Solskjaer attracted some scepticism within Norway when he announced he had returned home to collect silverware with Molde. “I signed a four-year contract with an ambitious club”, declared the former Champions League final-winning goalscorer. “I am satisfied because we have a good team with loads of potential and I am confident that we can win the league in my time at the club.” If Solskjaer makes good on his promise it will be a first ever national title for Molde, who have won two Norwegian Cups and finished as top flight runners-up seven times.
While Sir Alex Ferguson was Solskjaer’s mentor as he took his first steps into coaching (“Twenty seconds after I told Ferguson I couldn’t play anymore”, said the Norwegian, “he offered me a new job, asking if I would join his coaching staff”), the former Norway national team boss Egil “Drillo” Olsen also played an important role in the striker’s development. “Olsen is fantastic at motivating players and making them believe they can do it”, remembered Solskjaer, who was in “Drillo’s” Norway side that defeated Brazil at the 1998 World Cup.
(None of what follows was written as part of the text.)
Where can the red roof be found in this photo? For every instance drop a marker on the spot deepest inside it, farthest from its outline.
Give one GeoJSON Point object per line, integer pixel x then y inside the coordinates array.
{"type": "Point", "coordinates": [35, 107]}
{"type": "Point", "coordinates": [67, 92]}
“If a player has the right attitude, he can learn a lot from Olsen’s way of coaching and managing – and that’s what Solskjaer did. He has a good football brain and he’s down to earth”, commented Stale Solbakken, another former Norway international who played under “Drillo”. Last season Solbakken led Danish giants FC Copenhagen to an impressive march to the Superligaen title, setting four records along the way, and to the Round of 16 in the Champions League; another good example for Solskjaer to follow. It seems that, regardless of whether Molde can maintain their momentum, the former Manchester United man is looking every inch a diamond in the rough in the dugout.